So I thought, why not deploy Segment Routing on my own network?. Not directly on AS203528 yet (I don’t want to mess with it due to a current outage I have), but on my internal network. It all runs VyOS, IGP IS-IS and iBGP (with 4 RRs). There’s no MPLS deployed there yet. After all this network is supposed to be a Lab (even though it has taken more of a “production” role).
Initial deployment
First of all I updated all the nodes (except RRs) on my Internal VyOS network to the latest 1.5 nightly at the time (1.5-rolling-202312290919). Easy enough. All good so far.

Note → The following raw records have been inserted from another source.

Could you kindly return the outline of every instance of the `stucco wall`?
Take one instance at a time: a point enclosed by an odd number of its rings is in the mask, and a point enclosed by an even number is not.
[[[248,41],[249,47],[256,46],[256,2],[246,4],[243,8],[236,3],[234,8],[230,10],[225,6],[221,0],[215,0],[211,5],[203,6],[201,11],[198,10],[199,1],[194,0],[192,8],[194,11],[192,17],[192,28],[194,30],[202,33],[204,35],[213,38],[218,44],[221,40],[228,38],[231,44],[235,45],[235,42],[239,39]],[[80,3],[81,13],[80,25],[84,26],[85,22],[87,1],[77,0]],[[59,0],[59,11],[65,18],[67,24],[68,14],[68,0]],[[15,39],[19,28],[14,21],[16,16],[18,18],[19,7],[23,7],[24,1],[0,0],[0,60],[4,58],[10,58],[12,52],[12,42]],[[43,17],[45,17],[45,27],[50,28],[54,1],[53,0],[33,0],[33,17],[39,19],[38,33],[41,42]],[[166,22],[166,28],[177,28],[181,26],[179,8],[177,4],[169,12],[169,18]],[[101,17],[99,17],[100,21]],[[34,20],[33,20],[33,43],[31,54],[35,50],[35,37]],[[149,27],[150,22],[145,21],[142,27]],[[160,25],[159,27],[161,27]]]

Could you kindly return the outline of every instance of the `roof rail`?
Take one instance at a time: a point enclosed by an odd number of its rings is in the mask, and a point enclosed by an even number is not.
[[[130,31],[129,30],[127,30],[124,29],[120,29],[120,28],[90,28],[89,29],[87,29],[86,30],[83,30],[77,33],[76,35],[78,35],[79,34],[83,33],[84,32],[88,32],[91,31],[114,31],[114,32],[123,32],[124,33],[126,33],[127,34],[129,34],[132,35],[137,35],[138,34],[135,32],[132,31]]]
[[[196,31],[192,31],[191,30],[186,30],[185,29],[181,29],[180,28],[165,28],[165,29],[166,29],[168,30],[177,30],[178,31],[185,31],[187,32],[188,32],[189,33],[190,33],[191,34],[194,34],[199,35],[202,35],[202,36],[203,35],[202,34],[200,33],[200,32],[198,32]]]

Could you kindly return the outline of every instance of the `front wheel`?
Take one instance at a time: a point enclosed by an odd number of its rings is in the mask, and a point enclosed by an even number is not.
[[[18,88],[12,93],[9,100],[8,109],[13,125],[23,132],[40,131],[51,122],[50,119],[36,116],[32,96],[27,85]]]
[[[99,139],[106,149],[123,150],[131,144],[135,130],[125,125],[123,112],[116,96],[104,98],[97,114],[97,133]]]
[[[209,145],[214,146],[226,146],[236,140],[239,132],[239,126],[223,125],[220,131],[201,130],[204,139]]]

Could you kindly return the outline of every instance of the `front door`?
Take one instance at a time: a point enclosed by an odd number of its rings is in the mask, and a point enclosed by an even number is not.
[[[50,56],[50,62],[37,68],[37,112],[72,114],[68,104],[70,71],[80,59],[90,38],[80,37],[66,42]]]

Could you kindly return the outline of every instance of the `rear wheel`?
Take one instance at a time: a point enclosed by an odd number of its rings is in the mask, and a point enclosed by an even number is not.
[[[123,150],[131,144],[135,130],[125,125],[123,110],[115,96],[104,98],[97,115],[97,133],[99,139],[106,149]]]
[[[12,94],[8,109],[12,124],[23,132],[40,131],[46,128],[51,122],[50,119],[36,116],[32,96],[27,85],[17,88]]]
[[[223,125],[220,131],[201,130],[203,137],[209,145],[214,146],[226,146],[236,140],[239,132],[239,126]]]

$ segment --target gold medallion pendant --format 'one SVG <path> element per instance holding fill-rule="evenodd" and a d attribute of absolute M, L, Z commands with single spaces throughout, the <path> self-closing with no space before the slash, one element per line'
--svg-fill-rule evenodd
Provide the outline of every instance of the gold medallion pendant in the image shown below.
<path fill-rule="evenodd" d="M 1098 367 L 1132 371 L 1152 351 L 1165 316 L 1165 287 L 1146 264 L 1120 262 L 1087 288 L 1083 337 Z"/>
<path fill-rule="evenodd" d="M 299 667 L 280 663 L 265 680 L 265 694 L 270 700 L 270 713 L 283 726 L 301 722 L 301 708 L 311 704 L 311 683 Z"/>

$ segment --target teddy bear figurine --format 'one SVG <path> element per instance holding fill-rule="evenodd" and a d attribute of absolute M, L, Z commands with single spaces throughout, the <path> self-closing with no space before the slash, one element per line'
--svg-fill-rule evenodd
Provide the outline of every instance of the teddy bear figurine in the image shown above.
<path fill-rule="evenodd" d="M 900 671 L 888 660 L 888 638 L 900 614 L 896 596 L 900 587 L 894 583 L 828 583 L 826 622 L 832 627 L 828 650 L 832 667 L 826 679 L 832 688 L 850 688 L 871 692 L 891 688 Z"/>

Then it was just enabling SR within IS-IS (It already has default SRGB/SRLB values) and assigning on each router the index values for the loopback prefixes. And also enabling MPLS on the internally-facing interfaces.
Here is an example, first are the loopback IPs of one of my routers, and then the deployed config to enable SR.
1
2
3
4
5
6
7
8
9
10
11
12
13
14
dum0 192.168.254.34/32 xx:xx:xx:xx:xx:xx default 1500 u/u Loopback / Tunnel source
2a0e:8f02:21d2:ffff::34/128
dum1 fc0e:8f02:21d2:ffff::34/128 xx:xx:xx:xx:xx:xx default 1500 u/u IPv6 iBGP next hop
set protocols isis segment-routing maximum-label-depth '15'
set protocols isis segment-routing prefix 2a0e:8f02:21d1:ffff::34/128 index value '341'
set protocols isis segment-routing prefix 192.168.254.34/32 index value '340'
set protocols isis segment-routing prefix fc0e:8f02:21d1:ffff::34/128 index value '342'
set protocols mpls interface 'eth0'
set protocols mpls interface 'eth1'
After deploying that everywhere - it just worked:
1
2
3
4
5
6
7
8
9
10
11
12
13
14
15
16
17
18
OSR2A1:~$ sh ip route 192.168.254.13
Routing entry for 192.168.254.13/32
Known via "isis", distance 115, metric 45210, best
Last update 1d00h32m ago
* 172.27.19.17, via eth1, label 16130, weight 1
OSR2A1:~$ sh ipv6 route 2a0e:8f02:21d1:ffff::13
Routing entry for 2a0e:8f02:21d1:ffff::13/128
Known via "isis", distance 115, metric 45210, best
Last update 1d00h33m ago
* fe80::9434:bdff:fe26:3f79, via eth1, label 16131, weight 1
OSR2A1:~$ sh ipv6 route fc0e:8f02:21d1:ffff::13
Routing entry for fc0e:8f02:21d1:ffff::13/128
Known via "isis", distance 115, metric 45210, best
Last update 1d00h33m ago
* fe80::9434:bdff:fe26:3f79, via eth1, label 16132, weight 1
Problems
It all worked nice in the beginning, or so I thought. Later on the day I did find that there was some really sporadic performance degradation happening on my network, to/from the IPv6 Internet.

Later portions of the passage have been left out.